Pittsburgh Business Times by Kris B. Mamula, Reporter

Date: Monday, May 14, 2012, 2:57pm EDT


UPMC has 23 employees at the hospital giant who make more than $1 million in total compensation, according to tax reports released May 11.

University of Pittsburgh Medical Center President and CEO Jeffrey Romoff is the highest-paid among 22 employees at the hospital giant who make more than $1 million in total compensation, according to tax reports released May 11.
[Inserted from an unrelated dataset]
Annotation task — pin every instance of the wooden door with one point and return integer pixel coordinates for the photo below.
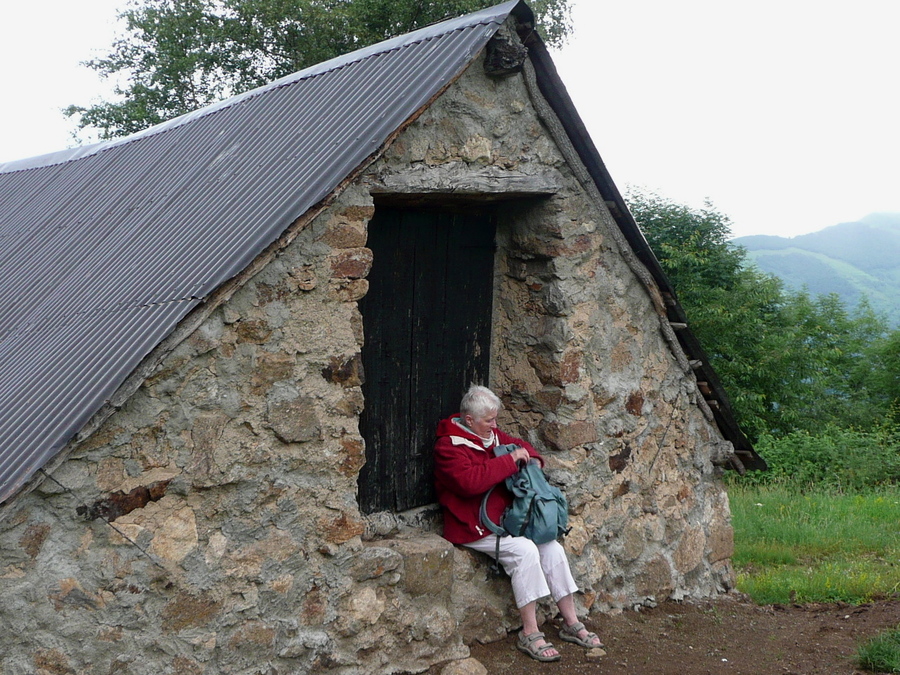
(427, 323)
Romoff received $5.97 million in 2010, up from $3.56 million in 2009 when Romoff and other senior executives voluntarily accepted pay cuts in what the administration called a tough health care environment. In 2010, Romoff received a base of $959,210 plus $3.7 million in bonus and incentive compensation and $797,727 in retirement benefits because he turned 65.
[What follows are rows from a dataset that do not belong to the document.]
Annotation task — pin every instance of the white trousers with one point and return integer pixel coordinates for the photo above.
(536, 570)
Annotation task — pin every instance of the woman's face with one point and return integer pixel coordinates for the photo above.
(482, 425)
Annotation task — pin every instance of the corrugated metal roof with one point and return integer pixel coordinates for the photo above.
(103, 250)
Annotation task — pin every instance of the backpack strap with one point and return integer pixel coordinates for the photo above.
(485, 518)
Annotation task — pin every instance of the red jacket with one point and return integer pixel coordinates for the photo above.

Also receiving more than $1 million in base pay, bonuses, deferred retirement and other sources of compensation were:
- UPMC Health Plan CFO Scott Lammie, $1.015 million
- UPMC Presbyterian Shadyside Hospital President John Innocenti, $1.079 million;
- orthopedic surgeon Dr. Freddie Fu, $1.2 million;
- Dr. James Luketich, director of the Heart, Lung and Esophageal Surgery Institute, $2 million;
- International and Commercial Services Division President Charles Bogosta, $1.3 million;
- legal counsel Robert Cindrich, $1.69 million;
- Elizabeth Concordia, president, hospital and community services, $2.3 million;
- Sandra Danoff, senior vice president, strategic planning and special projects, $1.031 million;
- CFO Robert DeMichiei, $1.337 million;
- CIO Daniel Drawbaugh, $1.382 million;
- Chief of Staff David Farner, $1.3 million;
- Treasurer C. Talbot Heppenstall Jr., $1.1 million;
- UPMC Health Plan President and CEO Diane Holder, $1.684 million;
- Gregory Peaslee, human resources chief, $1.364 million;
- Dr. Marshall Webster, president, Physician Services, $1.149 million;
- neurosurgeon Dr. Richard Spiro, $1.980 million;
- neurosurgeon Ghassan Bejjani, $2.861 million;
- oncologist Dr. Stanley Marks, $1.5 million;
- orthopedic surgeon Dr. Mark Rodosky, $1.880 million;
- neurosurgeon Dr. Adnan Abla, $1.5 million;
- pediatric cardiovascular surgeon Dr. Victor Morell, $1.345 million.

UPMC is a $10 billion system, which employs some 55,000 people and spokeswoman Susan Manko said executives were fairly compensated for “leading one of the largest and most complex health care enterprises in the country.”

Compensation is tied to performance and quality of care, she said, and a board committee, aided by outside consultants, sets compensation rates.